52 HEALTHY HABITS: STAND UP STRAIGHT!
Welcome to the latest edition of 52 healthy habits, where each week we tackle a new healthy habit in order to improve our lives. Healthy habits are the building blocks of a healthy lifestyle. When we work on improving our habits one at a time, a healthy lifestyle emerges. It takes time, but it's worth it when willpower and motivation are no longer needed. I invite you to follow along with my habits each week, dig into the archives to work on a past habit or make one up of your own. Pick something you want to work on and get started.
Some weeks in the 52 healthy habits series I give you ideas of healthy habits you can work on. Some weeks I tell you about the things I am working on. This is one of those weeks.
Speaking of healthy habits, I got a massage last weekend and I had an interesting conversation with the massage therapist.
"Your shoulders are rounded forward. This happens from sitting at a computer all day, looking down at your phone, even driving."
"I do all those things at least 10 hours a day, probably more."
"That's the issue. But it's no problem. We can work to correct it, but you need to work on your posture throughout the day. Push your shoulders back and down and hold your neck neutral whenever you think about it during the day, set a reminder on your phone if you need to. You can't correct it in a day, a week or even a month, but if you make an effort to improve, make this small posture change repeatedly on a daily basis, over time your body will respond."
It struck me that he was talking about building a habit of good posture. It's exactly what I teach here week after week. Make an effort at the small things that seem insignificant and big results will follow.
It's funny he mentioned it because it was something I noticed myself just a week earlier. I am working on body composition improvements so I asked hubby to take some "before" pictures so I could note visual changes as the weeks progress. (I know better than to rely solely on the scale when working to increase muscle because the scale is a damn liar.) I was shocked when I looked at the first side view picture. My shoulders were hunched over visually but I was standing normally.
Now I have something new to work on. Just like any other healthy habits we talk about here, it's the small incremental changes that lead to big results over time. You don't notice the difference in one day, one week or even in a month. When you eat slowly, drink more water, sleep more hours, eat more vegetables, eat more protein, you won't notice the changes right away but changes are happening.
Just like my rotated shoulders. It didn't happen overnight, but the cumulation of my bad habits (slouching over a computer, looking down at my phone scrolling Instagram, not paying attention to posture while driving) added up over time. It works both ways. We don't notice the small things, but it's the small things that make a big difference.
Standing up straight or working on posture seems like a small insignificant thing. The small things are easy but they are also easy to overlook or skip. Do the small things to make big progress.
AWARENESS
Awareness is always the first step. Now that I am aware of my shoulder rotation, I can work to correct it. How many years did I walk around slouched over, blissfully unaware? Now I know better and can work to improve. That's the first step. This applies to anything you want to change. Understanding that you need to make a change and a willingness to work on it is the first step in the right direction
ACTION
Even the smallest action will move you forward. I'm not going to fix my shoulders overnight, but the actions I take today will pay dividends in the future.
SHOULDERS BACK AND DOWN
Shoulders back and down when walking.

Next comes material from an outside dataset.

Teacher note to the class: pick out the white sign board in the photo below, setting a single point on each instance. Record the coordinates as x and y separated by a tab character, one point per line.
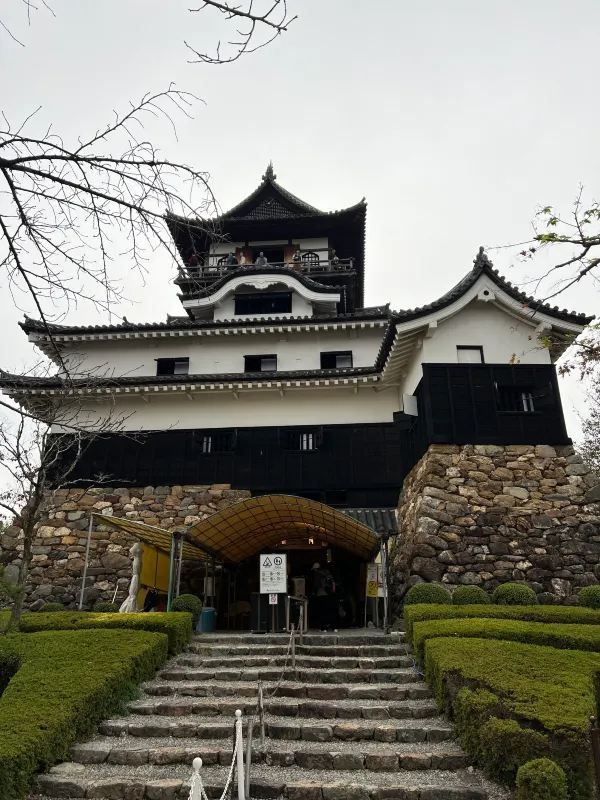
273	573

Every time I stand up to walk or when I walk my dog (Hi, Ollie!) I would make a conscious effort to keep my shoulders back and down.
FOAM ROLL & STRETCH
The massage therapist told me to lie on my back parallel to the foam roller with my head hanging off the end. He said not to roll, but to press my back into the foam roller, then lift my shoulders up, then press them back down for scapula retraction. Do 12-20 reps. This felt amazing. I am adding it into my daily workout.
He also showed me some stretches to release my tight pectoralis muscles which is part of the reason my shoulders are rounded forward.
In our current environment, rounded shoulders is a common problem. We are looking down at our phones, spending hours in the car and in front of computer screens. Working to correct posture is a healthy habit that can be cultivated and built into our daily routines.